Most firms look to recruit a diverse mix of candidates, regardless of schools or stereotypes.

“For any candidate, we think about it across a number of different aspects — what their education experience has been, what their work experience has been and a lot of this factors into their resume and comes out in interview,” Joseph Puthenveetil, an associate at the Raine Group said. “We don’t bucket people necessarily into engineering school or Wharton.”

Regardless of undergraduate background, a firm administers the same training programs to all its employees. This allows them to employ candidates with a wide range of skill sets.

“We give training to all newly hired employees,” Jillian Gray, a New York recruiting associate at Bain & Company, said. “This evens the playing field, so everyone’s on the same page.”

However, students with different backgrounds might have different experiences once they are working or interning at the company.

“I would sometimes get jokes — like, if there is a computer problem, they would call me,” said Engineering and Wharton junior Frederick Abiprabowo, who plans to graduate in December 2013. He studies computer science and interned at a bank over the summer. “I was known as being their very own internal tech guy in the office.”

Abiprabowo said among his intern class of business students, he was the only one who was also studying computer science.

However, Abiprabowo said that the jokes were in good humour, and that recruiters “don’t really differentiate between schools.” This openness to all types of candidates is mainly dependent on the type of firms and the recruiting style of a particular field.

“It depends on the position they are applying to — we have a technology position, so the applicants there tend to be more engineers rather than Wharton or College students,” said a recruiter at a top consulting firm who has interviewed Penn students for the past few years. “For our analyst position, more Wharton students would apply there.”

Engineering and Wharton junior Kevin Zhao said that while stereotypes are prevalent on campus, he personally believes that “they are just not true.”
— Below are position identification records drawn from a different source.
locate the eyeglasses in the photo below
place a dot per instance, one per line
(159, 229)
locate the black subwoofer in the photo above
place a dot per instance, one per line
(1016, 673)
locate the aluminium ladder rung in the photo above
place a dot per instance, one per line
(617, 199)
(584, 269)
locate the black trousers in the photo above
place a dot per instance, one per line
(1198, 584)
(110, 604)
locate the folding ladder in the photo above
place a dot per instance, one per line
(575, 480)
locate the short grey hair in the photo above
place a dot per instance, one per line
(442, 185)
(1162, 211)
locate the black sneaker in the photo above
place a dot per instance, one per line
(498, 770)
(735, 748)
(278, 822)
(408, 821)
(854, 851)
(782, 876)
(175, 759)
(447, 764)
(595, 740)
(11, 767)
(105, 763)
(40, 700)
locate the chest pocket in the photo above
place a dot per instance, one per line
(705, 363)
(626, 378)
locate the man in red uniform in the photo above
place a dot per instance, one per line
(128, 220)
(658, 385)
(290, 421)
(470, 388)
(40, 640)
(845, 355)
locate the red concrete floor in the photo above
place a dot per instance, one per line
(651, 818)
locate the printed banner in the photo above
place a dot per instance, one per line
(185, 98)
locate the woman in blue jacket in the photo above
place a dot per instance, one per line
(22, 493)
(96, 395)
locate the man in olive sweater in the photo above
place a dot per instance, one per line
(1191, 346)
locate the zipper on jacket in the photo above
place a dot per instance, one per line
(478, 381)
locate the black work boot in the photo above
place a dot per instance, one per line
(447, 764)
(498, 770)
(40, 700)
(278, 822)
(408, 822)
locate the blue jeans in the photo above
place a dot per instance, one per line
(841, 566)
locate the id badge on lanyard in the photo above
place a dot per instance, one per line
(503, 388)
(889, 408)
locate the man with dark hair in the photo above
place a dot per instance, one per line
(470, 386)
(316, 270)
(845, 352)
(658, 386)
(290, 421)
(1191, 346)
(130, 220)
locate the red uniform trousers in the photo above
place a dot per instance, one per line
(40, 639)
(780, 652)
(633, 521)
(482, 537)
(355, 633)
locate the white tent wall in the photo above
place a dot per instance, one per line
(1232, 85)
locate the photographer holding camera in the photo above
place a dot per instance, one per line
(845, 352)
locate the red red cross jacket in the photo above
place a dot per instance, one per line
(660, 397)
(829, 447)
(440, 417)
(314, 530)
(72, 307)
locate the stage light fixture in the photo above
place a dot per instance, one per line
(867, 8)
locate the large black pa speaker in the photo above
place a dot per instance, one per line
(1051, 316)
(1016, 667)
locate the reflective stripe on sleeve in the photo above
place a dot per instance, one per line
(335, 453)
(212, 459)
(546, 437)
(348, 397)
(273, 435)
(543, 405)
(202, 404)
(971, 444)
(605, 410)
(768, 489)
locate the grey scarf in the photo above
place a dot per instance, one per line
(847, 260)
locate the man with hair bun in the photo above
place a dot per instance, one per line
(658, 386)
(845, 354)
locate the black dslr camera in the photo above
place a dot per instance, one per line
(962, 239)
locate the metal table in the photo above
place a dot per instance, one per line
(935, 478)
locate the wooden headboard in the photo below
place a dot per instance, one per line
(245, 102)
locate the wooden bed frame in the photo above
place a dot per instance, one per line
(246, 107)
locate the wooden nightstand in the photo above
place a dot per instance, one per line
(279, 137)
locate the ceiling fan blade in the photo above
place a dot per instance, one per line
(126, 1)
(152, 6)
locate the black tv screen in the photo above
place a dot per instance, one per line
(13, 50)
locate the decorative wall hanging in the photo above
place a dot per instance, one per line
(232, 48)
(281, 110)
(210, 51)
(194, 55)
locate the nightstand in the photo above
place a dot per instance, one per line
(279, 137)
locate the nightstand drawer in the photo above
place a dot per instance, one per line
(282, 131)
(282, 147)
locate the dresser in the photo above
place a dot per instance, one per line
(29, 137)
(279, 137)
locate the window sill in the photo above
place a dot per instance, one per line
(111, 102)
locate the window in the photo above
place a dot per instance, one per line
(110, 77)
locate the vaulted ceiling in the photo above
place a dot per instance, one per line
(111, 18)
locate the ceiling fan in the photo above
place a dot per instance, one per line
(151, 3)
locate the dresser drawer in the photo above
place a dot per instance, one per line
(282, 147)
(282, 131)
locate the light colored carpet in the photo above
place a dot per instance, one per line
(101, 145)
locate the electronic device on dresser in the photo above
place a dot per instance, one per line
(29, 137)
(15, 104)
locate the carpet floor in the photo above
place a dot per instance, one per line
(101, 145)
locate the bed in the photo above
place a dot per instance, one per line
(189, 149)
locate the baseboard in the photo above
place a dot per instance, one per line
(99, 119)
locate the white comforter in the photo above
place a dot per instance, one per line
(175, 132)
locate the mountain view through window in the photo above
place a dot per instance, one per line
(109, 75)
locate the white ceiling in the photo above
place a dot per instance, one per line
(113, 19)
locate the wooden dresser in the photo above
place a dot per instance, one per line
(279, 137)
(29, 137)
“Just having conversations over dinner, I can tell that different students from every school have distinct interests outside of their courses,” Zhao said.

However, Zhao said there may be a belief that financial services companies only recruit a specific type of student, whereas newer tech-based companies are more flexible.

Ultimately, it’s in the interview that students have a chance to go beyond the resume, regardless of stereotypes.

“In the room, you’re going to have the sufficient problem-solving and communication skills and teamwork skills to convince the recruiter that you would be a good hire,” Rose said.